The stigmas behind certain colleges and the prestigious reputations of others are even more suffocating than the process itself.

There’s this unspoken rule that looms over the heads of many seniors, that attending a stereotypically reputable school places students at a higher caliber than their peers. There’s tremendous pressure to compete, to advance, and to do just about anything to attend a highly ranked university.

But prestige does not always equal perfection. On multiple occasions, I’ve heard students say that a school’s lack of prestige is a major deterrent.

They don’t even bother looking past the acceptance rate to see if maybe that really could be the perfect school for them.

In our society, in our school, and in the corridor conversations, there always seems to be talk of prestige, acclaim, and reputability.

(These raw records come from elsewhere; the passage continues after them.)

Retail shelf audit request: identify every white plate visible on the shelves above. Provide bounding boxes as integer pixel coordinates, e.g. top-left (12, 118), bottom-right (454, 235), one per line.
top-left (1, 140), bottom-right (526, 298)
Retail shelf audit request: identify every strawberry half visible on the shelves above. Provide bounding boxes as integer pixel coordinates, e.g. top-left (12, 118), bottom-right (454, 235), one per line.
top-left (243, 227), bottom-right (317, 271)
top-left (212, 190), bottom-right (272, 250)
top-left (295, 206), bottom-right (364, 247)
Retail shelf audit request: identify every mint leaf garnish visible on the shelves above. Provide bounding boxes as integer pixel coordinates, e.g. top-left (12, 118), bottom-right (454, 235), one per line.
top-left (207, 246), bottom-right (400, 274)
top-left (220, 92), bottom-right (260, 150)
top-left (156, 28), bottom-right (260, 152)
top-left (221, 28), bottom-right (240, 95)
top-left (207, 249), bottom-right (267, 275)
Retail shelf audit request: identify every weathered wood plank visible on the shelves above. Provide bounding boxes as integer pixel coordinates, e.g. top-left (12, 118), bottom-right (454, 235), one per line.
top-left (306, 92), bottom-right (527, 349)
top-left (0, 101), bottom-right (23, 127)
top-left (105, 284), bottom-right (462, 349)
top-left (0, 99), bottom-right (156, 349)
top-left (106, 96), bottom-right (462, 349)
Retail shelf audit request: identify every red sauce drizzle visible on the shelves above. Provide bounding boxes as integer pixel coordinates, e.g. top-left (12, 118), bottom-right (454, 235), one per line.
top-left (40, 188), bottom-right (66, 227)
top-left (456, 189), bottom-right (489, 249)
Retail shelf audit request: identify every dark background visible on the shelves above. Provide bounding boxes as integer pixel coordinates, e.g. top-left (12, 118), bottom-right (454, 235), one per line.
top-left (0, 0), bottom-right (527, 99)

Maybe this is the reason so many students feel the need to inflate their egos and boast about their accomplishments.

The entire application process is filled with numbers. Every day hundreds of decimals and percentages fill my brain. Every one of those numbers has a stigma attached to it. Prejudices associated with those number have risen exponentially since seniors began this process.

They say hindsight’s 20/20, but I stand by my belief that my foresight is pretty close to clear. Of course I have no idea how my life, or my peers’ lives, are going to turn out, but I know that I am more than a percentile. I may not be able to erase these social stigmas, but I can choose whether or not they affect me.

High school seniors are at a critical junction in their lives. We are making some of our biggest decisions to date, which inevitably causes anxiety and anguish.

But it is also a time to rejoice and be proud of our achievements. We can look to the future with excitement. The choices we are making about our futures are the right choices. Everyone’s path will be different, and that is okay.

No matter what college, job, or program that we choose, I know that my peers are making those choices for a reason. I look at this period of my life as a time for us to rally together, to unite, and to support one another.

Adulthood is just around the corner, and for some of us, it’s already here. I will choose to encourage my peers, to look past the numbers, and be happy for them, regardless of where their journey takes them.

Yes, college apps are stressful, but we could make this environment a little less so if we chose to celebrate every individual pathway. I constantly feel that this process is out of my control, but the one thing that is in my control is how I treat people.

As spring rolls around and admission decisions are made, it will be immensely important to be kind and supportive. We are about to enter into uncharted territory and encounter challenges we have yet to face.

But the future is so bright and so full of opportunity. We can’t let these stigmas, or our insatiable desire for prestige, get in the way.

Prestige is defined as widespread respect and admiration felt for someone or something. I can say with absolute conviction that I believe each and every post-graduation decision to be prestigious.